We prove the first statement using Proposition 8.2.4. It is sufficient to show that for every sequence $n_1,n_2,\ldots$ we have a subsequence $m_1,m_2,\ldots$ along which $\bb f({\bb X}^{(m_i)})\toop \bb f(\bb X)$. A second use of Proposition 8.2.4, shows that we can find a subsequence $m_1,m_2,\ldots$ of $n_1,n_2,\ldots$ along which ${\bb X}^{(n)}$ converges to $\bb X$ with probability 1. Since continuous functions preserve limits this implies that $\bb f({\bb X}^{(n)})$ converges to $\bb f(\bb X)$ along that subsequence with probability 1, and the first statement follows.
We prove the second statement using the portmanteau theorem. It is sufficient to show that for a bounded and continuous function $h$, we have $\E(h(\bb f({\bb X}^{(n)})))\to \E(h(f({\bb X})))$. Since $\bb f,h$ are continuous with probability 1 and $\bb h$ is bounded, the function $g=h\circ \bb f$ is also continuous with probability 1 and bounded. It follows from the portmanteau theorem that $\E(g({\bb X}^{(n)}))\to \E(g({\bb X}))$, proving the second statement.

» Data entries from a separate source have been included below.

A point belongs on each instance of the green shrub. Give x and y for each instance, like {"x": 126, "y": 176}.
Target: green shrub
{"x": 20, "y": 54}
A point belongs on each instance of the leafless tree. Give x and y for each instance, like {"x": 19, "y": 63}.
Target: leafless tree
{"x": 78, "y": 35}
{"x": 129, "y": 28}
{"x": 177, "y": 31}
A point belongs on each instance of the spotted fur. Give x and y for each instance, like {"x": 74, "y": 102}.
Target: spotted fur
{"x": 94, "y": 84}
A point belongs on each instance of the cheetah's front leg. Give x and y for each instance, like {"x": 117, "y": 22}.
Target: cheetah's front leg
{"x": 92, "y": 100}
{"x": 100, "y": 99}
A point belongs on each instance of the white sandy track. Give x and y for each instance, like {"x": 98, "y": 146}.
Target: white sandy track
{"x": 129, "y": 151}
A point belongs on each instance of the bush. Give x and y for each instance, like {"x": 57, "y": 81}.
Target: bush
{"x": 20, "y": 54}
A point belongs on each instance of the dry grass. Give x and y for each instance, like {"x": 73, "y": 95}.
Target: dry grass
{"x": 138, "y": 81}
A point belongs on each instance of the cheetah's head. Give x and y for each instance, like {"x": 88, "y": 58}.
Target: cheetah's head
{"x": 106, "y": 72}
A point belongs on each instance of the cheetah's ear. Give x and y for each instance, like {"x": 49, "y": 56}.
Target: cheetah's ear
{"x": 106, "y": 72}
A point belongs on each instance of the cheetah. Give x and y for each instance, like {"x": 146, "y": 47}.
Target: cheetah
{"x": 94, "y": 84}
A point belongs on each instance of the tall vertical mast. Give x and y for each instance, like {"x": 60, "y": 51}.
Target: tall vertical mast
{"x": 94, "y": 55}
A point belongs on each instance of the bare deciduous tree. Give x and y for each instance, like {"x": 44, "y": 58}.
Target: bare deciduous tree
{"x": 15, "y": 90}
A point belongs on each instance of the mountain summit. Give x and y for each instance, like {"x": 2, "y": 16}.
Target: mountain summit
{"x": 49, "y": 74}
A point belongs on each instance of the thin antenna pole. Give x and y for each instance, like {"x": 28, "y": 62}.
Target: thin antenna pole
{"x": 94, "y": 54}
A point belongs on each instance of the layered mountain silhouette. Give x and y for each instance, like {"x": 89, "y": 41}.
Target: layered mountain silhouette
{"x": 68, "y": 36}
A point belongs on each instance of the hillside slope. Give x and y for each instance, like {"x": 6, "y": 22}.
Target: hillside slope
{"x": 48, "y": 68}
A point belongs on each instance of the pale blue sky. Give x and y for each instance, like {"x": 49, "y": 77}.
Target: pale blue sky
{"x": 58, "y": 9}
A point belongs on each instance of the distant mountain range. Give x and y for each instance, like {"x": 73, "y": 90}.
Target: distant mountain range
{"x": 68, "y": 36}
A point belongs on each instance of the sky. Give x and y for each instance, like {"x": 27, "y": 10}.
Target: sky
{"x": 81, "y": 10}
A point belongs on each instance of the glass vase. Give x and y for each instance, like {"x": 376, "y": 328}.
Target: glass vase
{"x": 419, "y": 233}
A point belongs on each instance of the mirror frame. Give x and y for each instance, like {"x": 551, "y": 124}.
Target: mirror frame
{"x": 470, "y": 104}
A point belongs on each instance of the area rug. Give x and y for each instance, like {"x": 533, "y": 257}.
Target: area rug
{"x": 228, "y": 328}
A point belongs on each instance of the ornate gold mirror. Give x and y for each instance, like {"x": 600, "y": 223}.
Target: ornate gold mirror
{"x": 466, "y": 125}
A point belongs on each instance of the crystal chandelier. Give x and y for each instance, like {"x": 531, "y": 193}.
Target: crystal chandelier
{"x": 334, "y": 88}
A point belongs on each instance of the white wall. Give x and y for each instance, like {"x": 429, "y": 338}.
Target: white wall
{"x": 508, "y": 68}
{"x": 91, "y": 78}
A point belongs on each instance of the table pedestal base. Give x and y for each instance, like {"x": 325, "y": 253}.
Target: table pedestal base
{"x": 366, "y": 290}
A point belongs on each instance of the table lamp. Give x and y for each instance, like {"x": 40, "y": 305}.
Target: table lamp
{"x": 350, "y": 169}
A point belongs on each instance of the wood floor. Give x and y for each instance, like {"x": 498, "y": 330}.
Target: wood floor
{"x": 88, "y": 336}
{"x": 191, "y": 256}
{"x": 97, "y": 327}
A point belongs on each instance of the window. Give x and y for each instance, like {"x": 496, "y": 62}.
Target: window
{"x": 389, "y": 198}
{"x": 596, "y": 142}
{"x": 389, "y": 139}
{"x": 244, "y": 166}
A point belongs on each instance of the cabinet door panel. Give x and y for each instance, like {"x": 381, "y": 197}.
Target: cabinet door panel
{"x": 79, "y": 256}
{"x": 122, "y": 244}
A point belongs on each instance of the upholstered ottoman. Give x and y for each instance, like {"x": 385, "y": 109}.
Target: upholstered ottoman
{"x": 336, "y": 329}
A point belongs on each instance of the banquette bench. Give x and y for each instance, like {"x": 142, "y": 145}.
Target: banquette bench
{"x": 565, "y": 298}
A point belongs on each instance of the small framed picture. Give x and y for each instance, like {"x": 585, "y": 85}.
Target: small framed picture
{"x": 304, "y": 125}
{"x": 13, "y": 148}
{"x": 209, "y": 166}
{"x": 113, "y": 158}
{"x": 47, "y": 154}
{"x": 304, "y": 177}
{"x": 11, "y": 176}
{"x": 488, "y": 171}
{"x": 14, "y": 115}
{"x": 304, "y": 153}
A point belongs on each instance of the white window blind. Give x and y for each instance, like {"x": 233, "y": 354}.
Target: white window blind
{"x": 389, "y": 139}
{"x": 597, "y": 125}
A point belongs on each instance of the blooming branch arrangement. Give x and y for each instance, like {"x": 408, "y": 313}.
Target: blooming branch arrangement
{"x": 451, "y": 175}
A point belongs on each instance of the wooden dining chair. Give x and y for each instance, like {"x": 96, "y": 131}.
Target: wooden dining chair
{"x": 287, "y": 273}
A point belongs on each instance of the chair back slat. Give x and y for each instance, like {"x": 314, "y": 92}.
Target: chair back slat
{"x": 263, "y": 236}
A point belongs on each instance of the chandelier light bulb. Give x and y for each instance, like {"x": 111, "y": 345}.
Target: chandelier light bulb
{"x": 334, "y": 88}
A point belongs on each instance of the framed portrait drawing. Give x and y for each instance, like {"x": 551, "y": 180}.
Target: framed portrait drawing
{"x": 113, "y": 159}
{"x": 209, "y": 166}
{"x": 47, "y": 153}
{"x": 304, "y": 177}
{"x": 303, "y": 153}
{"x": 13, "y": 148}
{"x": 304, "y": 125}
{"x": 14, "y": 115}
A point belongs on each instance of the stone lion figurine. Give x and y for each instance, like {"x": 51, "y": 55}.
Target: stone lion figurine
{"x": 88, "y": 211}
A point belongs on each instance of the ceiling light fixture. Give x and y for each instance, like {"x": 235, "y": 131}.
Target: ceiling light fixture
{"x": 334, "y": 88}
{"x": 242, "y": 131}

To prove the third statement, note that we have with probability 1 a continuous function of a convergent sequence. Using the fact that continuous functions preserve limits, we have convergence to the required limit with probability 1.
Example 8.10.1.
If ${\bb X}^{(n)} \toop {\bb X}$ and ${\bb Y}^{(n)} \toop {\bb Y}$, then
- ${\bb X}^{(n)}+{\bb Y}^{(n)}\toop {\bb X}+{\bb Y}$,
- ${\bb X}^{(n)}{ Y}^{(n)}_1\toop {\bb X}{ Y}_1$,
- ${\bb X}^{(n)}/{ Y}^{(n)}_1\toop {\bb X}/{Y}_1$ provided that the denominators are not zero.